— Sans doute, il était seul pour faire son coup; mais un Indien dont la peuplade compte tant de guerriers a rarement à craindre que son sang coule sans qu'il en coûte promptement le cri de mort à quelqu'un de ses ennemis.
— Mais notre présence, l'autorité du colonel Munro seraient une protection suffisante contre le ressentiment de nos alliés, surtout quand il s'agit d'un misérable qui avait si bien mérité son sort. J'espère qu'une crainte si futile ne vous a pas fait dévier de la ligne directe que nous devons suivre?
— Croyez-vous que la balle de ce coquin aurait dévié si Sa Majesté le roi d'Angleterre se fût trouvée sur son chemin? Pourquoi ce Français, qui est capitaine général du Canada, n'a-t- il pas enterré le tomahawk de ses Hurons, si vous croyez qu'il soit si facile à un blanc de faire entendre raison à des Peaux- Rouges?
La réponse qu'Heyward se disposait à faire fut interrompue par un gémissement profond, arraché à Munro par les images cruelles que lui retraçait cette question; mais après un moment de silence, par déférence pour les chagrins de son vieil ami, il répondit à OEil- de-Faucon d'un ton grave et solennel:
— Ce n'est qu'avec Dieu que le marquis de Montcalm peut régler cette affaire.
— Oui, il y a de la raison dans ce que vous dites à présent, car cela est fondé sur la religion et sur l'honneur.

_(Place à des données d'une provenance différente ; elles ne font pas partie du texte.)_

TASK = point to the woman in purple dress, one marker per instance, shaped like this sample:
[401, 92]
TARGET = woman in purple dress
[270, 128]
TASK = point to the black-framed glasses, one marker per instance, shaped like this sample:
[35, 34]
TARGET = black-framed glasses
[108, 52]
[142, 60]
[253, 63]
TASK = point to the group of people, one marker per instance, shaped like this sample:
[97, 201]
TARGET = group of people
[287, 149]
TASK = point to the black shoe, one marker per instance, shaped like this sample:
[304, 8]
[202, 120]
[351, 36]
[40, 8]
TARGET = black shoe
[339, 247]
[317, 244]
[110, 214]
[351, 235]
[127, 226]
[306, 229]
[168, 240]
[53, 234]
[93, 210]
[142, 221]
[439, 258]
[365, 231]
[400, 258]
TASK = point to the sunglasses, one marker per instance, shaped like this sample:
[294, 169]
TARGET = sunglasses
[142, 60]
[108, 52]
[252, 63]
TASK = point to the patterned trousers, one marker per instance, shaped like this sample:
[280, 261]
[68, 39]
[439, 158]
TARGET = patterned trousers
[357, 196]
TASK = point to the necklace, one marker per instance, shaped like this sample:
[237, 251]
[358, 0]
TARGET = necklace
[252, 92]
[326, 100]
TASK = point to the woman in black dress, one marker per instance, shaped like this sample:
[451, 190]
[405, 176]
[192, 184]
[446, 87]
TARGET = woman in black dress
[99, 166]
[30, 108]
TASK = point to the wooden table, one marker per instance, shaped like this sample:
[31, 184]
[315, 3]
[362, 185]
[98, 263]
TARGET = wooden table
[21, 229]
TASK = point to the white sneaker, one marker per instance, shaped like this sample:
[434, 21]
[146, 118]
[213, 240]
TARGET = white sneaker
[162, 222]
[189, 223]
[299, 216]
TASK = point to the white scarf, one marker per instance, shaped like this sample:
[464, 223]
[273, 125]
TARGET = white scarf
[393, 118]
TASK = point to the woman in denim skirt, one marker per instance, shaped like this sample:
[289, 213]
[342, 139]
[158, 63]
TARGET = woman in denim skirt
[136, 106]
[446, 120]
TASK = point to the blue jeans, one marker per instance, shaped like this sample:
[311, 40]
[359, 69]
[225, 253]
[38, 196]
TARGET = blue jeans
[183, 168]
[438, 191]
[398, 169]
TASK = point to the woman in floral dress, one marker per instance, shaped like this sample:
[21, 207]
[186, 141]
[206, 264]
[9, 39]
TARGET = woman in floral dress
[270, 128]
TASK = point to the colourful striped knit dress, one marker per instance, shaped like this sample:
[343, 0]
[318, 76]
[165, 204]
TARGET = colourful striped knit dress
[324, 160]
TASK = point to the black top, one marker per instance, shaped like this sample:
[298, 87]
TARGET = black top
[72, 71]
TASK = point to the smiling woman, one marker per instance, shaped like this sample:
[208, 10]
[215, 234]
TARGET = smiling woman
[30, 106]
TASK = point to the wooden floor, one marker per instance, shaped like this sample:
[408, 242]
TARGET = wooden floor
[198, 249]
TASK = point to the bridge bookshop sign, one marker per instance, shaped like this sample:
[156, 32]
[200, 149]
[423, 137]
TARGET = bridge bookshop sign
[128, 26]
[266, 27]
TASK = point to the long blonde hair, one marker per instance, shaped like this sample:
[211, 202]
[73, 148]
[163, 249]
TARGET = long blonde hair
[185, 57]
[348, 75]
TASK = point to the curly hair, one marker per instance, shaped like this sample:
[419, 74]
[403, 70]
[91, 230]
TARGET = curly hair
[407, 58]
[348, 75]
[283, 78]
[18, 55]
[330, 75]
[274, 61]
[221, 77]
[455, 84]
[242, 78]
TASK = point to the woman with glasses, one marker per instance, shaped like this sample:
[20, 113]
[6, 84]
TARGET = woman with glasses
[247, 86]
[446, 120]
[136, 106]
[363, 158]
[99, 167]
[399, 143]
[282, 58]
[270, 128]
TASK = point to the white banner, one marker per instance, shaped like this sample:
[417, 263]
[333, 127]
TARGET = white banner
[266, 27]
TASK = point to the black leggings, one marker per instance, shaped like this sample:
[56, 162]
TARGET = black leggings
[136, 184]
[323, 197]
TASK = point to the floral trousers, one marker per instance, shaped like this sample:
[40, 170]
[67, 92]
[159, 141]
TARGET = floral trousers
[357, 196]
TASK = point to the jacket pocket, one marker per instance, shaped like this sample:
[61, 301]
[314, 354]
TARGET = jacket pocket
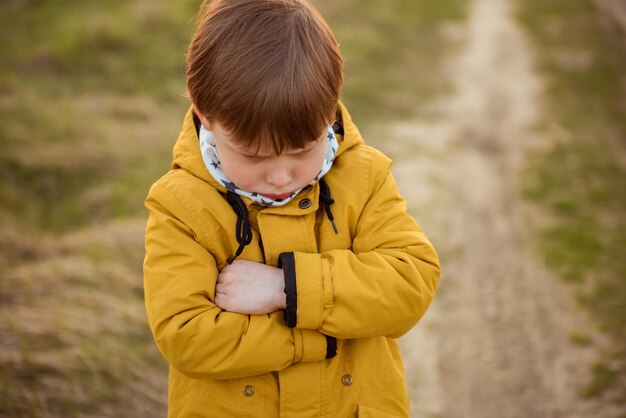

Il y aune grande différence pourtant entre jeter un régiment d'habits blancs entre des sauvages et des prisonniers qu'ils massacrent, et faire oublier par de belles paroles à un Indien courroucé qu'il porte un fusil, un tomahawk et un couteau, quand la première que vous lui adressez doit être pour l'appeler mon fils. Mais, Dieu merci, continua le chasseur en jetant un regard de satisfaction sur le rivage du fort William-Henry qui commençait à disparaître dans l'obscurité, et en riant tout bas à sa manière, il faut qu'ils cherchent nos traces sur la surface de l'eau; et à moins qu'ils ne se fassent amis des poissons, et qu'ils n'apprennent d'eux quelles sont les mains qui tenaient les rames, nous aurons mis entre eux et nous toute la longueur de l'Horican avant qu'ils aient décidé quel chemin ils doivent suivre.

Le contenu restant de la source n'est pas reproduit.